Lazlo's Learn Lazlo in 10 Minutes overview explains the concept well. Trust me, if you've written HTML, you'll get this right away. That's definately part of the appeal. (Quick quiz: how would you put the returned dataset in their "Working with a Database" example into a draggable window?)

With the MX version last year, Flash is based on a component architecture. (If you've got Flash MX, check out Branden Hall's small notepad application built from three Flash components.)It's also worth looking through this article at Macromedia on the Flash MX Component heirarchy (this diagram is the key thing.)

Posted by Andrew at December 22, 2003 08:15 PM

Trackback Pings

Listed below are links to weblogs that reference Structured UI Design:

» overview of scriptable/textually defined UI from the anti-mega outboard brain
heyblog: Structured UI Design... [Read More]

Tracked on December 30, 2003 10:23 AM

» http://poorbuthappy.com/ease/archives/002460.html from Guide to Ease
Andrew writes a good overview of XML-based UI description schemes.... [Read More]

Tracked on December 31, 2003 12:35 PM

Comments

Macromedia has a short whitepaper on the MXML language that's really useful: http://www.macromedia.com/devnet/flex/articles/paradigm.html

Posted by: andrew at January 4, 2004 09:21 PM

This is interesting. Reminds me of something we tried to do when I first got to Razorfish in Tokyo: develop an XML page schematic language. The idea was that you'd build up these schematics out of a library of basic chunks, show 'em to clients, swap the modules around until the client was happy, and then "compile" them, as it were, into XHTML.

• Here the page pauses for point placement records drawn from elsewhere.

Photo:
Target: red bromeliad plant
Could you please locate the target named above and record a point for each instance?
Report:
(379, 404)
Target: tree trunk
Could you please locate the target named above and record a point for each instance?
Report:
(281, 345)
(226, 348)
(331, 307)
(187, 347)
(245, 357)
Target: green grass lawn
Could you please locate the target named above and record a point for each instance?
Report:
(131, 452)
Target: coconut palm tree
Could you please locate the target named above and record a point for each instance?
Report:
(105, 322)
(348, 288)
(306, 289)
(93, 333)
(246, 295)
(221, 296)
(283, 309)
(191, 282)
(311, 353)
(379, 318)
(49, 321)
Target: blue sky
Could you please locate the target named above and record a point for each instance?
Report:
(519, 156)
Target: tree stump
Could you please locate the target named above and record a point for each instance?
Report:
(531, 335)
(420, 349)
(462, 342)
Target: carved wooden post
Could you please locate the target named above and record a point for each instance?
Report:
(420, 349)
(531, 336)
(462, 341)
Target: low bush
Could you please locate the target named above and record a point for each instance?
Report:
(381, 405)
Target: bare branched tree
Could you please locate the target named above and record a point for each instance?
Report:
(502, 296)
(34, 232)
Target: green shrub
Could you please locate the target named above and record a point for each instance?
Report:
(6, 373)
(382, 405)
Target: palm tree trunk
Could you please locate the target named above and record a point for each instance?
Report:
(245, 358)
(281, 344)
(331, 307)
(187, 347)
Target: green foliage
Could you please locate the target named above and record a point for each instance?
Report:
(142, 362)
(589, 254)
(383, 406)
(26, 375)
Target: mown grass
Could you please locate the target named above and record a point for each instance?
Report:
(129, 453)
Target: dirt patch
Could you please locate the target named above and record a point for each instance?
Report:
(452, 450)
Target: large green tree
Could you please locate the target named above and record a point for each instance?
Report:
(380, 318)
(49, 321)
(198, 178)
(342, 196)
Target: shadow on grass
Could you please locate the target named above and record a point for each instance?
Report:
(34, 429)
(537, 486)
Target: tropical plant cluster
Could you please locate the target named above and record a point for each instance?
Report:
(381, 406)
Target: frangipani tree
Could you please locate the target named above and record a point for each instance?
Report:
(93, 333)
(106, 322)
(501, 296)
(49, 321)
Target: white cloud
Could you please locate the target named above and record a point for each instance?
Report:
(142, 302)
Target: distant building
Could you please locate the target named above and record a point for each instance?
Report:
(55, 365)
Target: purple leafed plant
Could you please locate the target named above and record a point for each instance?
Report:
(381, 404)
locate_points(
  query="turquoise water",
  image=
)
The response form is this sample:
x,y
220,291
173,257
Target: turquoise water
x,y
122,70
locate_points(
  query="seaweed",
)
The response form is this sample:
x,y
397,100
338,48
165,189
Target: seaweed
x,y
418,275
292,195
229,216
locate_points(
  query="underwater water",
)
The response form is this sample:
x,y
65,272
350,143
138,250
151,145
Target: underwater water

We'll see you in Austin in March, I'm hoping? I have something for you.

Posted by: AG at January 13, 2004 06:29 PM

Another interesting article looking at XAML: http://www.ondotnet.com/pub/a/dotnet/2004/01/19/longhorn.html

Posted by: Andrew at January 22, 2004 01:09 PM

And more: a summary of some XUL-like formats, including "Glade":
http://sourceforge.net/mailarchive/message.php?msg_id=6987286

And here: http://article.gmane.org/gmane.lisp.scheme.plt/4608

Posted by: Andrew at March 12, 2004 11:49 AM

I was trying to read Lazlo's overview, but I got the "authorization required" message. Is there a way I can visit that page still?